Practical Implications
The findings offer practical insights for researchers and practitioners in the field of natural language processing and computational linguistics.
Demerits
Limited Scope
The study focuses primarily on contextualised language model embeddings, which may limit the generalisability of the findings to other types of semantic change detection methods.
Complexity of Metrics
The introduction of new metrics adds complexity to the LSCD process, which may require additional computational resources and expertise to implement effectively.
Potential Bias
The performance of AMD and SAMD may be influenced by the choice of encoder models and representation spaces, which could introduce bias into the results.
Expert Commentary
The article 'Rethinking Metrics for Lexical Semantic Change Detection' presents a significant advancement in the field of lexical semantic change detection by introducing two novel metrics, AMD and SAMD. The study's rigorous evaluation across multiple languages, encoder models, and representation spaces underscores the robustness and potential of these new metrics. The findings suggest that AMD is particularly effective under conditions of dimensionality reduction and with non-specialised encoders, while SAMD performs exceptionally well with specialised encoders. This differentiation highlights the importance of selecting appropriate metrics based on the specific context and requirements of the analysis. The study's comprehensive approach and innovative contributions offer valuable insights for researchers and practitioners in natural language processing and computational linguistics.

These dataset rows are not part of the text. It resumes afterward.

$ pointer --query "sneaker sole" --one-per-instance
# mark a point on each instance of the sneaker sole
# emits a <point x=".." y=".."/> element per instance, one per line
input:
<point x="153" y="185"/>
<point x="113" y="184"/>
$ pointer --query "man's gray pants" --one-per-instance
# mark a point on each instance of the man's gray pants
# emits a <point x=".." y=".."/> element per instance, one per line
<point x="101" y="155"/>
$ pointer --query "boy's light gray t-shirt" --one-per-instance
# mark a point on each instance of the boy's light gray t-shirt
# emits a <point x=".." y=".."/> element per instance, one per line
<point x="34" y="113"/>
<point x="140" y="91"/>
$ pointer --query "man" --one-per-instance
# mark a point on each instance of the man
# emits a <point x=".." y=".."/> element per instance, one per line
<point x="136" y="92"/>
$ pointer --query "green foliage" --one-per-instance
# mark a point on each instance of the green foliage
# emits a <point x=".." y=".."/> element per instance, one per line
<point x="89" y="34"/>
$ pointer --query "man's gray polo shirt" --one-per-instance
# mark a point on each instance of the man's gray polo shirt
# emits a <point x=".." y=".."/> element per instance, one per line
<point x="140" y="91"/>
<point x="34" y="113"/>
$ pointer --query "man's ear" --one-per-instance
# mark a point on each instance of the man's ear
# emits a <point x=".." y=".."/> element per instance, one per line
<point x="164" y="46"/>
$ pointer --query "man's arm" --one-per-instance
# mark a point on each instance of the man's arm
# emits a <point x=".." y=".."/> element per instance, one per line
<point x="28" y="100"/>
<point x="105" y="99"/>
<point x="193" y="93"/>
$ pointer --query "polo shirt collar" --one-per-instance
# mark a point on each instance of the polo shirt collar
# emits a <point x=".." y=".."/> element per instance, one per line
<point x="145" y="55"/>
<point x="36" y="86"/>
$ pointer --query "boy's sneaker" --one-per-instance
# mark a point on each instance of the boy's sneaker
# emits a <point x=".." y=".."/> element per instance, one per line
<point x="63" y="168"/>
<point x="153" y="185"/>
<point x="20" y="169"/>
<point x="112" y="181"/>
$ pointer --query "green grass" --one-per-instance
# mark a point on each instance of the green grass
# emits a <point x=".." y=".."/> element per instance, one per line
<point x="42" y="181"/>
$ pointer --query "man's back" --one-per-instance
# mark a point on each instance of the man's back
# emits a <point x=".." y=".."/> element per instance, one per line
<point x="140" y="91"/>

However, the complexity introduced by these new metrics and the potential for bias in their performance warrant further investigation. Overall, the article provides a compelling case for reconsidering the traditional reliance on APD and PRT and embracing a more nuanced and context-aware approach to lexical semantic change detection.
Recommendations
- ✓ Further research should explore the applicability of AMD and SAMD to other types of semantic change detection methods beyond contextualised language model embeddings.
- ✓ Future studies should investigate the potential biases introduced by different encoder models and representation spaces and develop strategies to mitigate these biases.